GARCIA, Jimenez de Cisneros

GARCIA, Jimenez de Cisneros Tractatus Directorii horarum canonicarum et Exercitatorii vite spiritualis

Paris, Jean Petit, 1511, 13 April


8vo. ff. 99 (v). A-B8, a-n8, last blank. Lettre Bâtard. Title in red and black, printer’s woodcut device within four block woodcut border, fine woodcut, white on black, criblé initials in various sizes, two small woodcut scenes of the life of Christ on verso of last, early autograph at head of t-p another on verso of last ‘1532’. Light age yellowing, minor light water-stain at gutter on a few quires, t-p very fractionally dusty. A very good clean copy, on thick, crisp paper, in excellent contemporary Parisian sheep, covers blind ruled to a ‘gril de St. Laurent’ design with blind rolls of thistles and acorns, spine with three blind ruled raised bands, corners a little worn, early repairs to head and tail of spine, remains of ties.

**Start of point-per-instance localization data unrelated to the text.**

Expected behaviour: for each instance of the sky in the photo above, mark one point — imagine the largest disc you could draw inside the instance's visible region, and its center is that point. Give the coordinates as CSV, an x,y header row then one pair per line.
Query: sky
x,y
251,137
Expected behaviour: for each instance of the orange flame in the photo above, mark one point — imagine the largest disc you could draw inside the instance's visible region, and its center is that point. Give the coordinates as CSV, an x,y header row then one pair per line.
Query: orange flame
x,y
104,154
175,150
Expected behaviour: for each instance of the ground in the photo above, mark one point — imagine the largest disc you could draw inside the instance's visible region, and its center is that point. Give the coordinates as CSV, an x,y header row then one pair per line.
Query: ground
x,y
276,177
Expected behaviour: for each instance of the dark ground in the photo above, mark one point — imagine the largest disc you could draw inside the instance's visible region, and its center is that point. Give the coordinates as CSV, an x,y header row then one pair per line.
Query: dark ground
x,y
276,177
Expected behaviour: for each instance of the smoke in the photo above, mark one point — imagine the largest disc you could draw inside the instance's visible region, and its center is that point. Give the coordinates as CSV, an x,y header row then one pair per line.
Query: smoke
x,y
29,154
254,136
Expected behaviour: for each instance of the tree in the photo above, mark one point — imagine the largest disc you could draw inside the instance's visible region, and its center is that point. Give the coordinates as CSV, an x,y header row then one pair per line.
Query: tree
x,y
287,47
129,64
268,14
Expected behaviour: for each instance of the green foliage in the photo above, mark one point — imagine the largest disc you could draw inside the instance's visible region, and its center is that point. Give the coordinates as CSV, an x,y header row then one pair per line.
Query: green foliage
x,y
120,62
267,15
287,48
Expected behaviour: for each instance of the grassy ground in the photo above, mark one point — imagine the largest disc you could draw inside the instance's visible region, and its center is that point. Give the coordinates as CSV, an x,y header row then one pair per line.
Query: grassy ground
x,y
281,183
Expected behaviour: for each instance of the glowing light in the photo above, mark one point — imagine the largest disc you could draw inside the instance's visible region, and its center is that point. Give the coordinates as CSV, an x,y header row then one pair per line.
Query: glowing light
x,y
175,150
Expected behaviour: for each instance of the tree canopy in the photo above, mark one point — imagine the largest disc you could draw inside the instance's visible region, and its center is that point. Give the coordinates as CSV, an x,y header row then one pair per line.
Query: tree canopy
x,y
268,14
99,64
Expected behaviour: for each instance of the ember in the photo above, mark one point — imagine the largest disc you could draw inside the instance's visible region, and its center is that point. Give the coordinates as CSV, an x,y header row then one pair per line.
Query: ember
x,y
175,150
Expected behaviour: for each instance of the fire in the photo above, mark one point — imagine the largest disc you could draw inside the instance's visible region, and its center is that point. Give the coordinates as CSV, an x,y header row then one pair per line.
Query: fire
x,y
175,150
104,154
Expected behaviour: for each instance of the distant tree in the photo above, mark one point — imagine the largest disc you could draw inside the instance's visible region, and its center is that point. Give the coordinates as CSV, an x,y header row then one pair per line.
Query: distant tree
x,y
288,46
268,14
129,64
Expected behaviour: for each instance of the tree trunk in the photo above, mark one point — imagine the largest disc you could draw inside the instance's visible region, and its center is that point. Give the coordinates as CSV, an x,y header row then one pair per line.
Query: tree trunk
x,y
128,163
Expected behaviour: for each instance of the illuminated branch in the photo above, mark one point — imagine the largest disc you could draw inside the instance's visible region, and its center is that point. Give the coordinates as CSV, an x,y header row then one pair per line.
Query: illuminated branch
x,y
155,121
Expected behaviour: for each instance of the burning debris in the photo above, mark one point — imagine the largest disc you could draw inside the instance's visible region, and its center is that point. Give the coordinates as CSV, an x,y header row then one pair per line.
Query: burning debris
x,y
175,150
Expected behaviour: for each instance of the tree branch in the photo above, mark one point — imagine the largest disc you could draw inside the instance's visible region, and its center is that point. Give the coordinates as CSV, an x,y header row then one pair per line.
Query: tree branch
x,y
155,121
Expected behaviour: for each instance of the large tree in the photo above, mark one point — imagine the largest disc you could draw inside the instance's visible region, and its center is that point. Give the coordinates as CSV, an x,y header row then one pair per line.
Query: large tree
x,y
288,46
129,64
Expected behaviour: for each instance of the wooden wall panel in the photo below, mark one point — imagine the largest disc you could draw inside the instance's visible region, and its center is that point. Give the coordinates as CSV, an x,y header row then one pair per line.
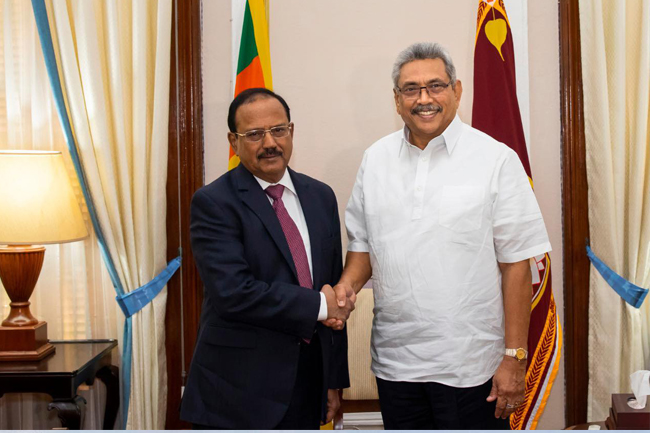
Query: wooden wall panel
x,y
575,216
184,177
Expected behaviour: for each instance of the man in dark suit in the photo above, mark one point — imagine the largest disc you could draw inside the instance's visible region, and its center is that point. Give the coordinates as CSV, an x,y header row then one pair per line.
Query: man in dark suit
x,y
265,240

Very rare early printing of these treatises by the Spanish Franciscan Garcia de Cisneros, both important precursors of Spanish classical mysticism which had a profound influence on the ‘Spiritual Exercises’ of St. Ignatius Loyola, itself one of the most influential works of the C16th. “Fray Garcia Jimenez de Cisneros (1455-1510) was a first cousin of a Franciscan, Cardinal Francisco de Cisneros, right arm of the Catholic Kings in the religious reform of the peninsula. In 1493 together with thirteen other monks from the monastery of St. Benedict of Valladolid, he had arrived at Montserrat with a mission of reform. In 1499 he installed the first printing press in the monastery and in 1500 brought out his two major works: the ‘Ejercitatorio de Vida Espiritual’ and the ‘Directorio de las Horas Canonicas’. Neither .. are strictly speaking original works, but skillful compilations from the authors from the Middle Ages and the Devotio Moderna. Among these, five names in particular stand out: St. Bonaventura, Hugh of Balma, John Gerson, Gerard of Zutphen, and John Mombaer. From the first two, Cisneros took the classic scheme of the ‘three ways (purgative, illuminative and unitive); to Gerson may be traced many of the counsels and considerations on Prayer and the contemplative life; and to Zutphen and Mombaer the methodical presentation of the spiritual life characteristic of the Devotio Moderna.” Javier Melloni, ‘The Exercises of St. Ignatius Loyola in the Western Tradition.’ Guided by zeal for reform, and convinced of the virtues of methodical prayer, García de Cisneros devised these small teaching manuals to introduce novices to mental prayer, and guide their progress along the path of spiritual ascension. A close study shows it is not a merely a compilation, but a carefully designed work in its own right. The ‘Ejercitatorio’ is regarded as the first comprehensive Spanish methodical treatise on prayer. St. Ignatius spent a brief three day stay at the Abbey of Montserrat, where he hung up his sword and made a detailed confession. He no doubt became acquainted with Garcia’s de Cisneros’ work there and later during his stay at the small monastery of Manresa which also followed Garcia’s teachings and method. A very charming copy, entirely unsophisticated in its original Parisian blind-stamped binding. A very similar binding is shown in the British library catalogue of bindings, shelfmark c107bb83.

Not in BM STC Fr. C16th. Palau VI 98637.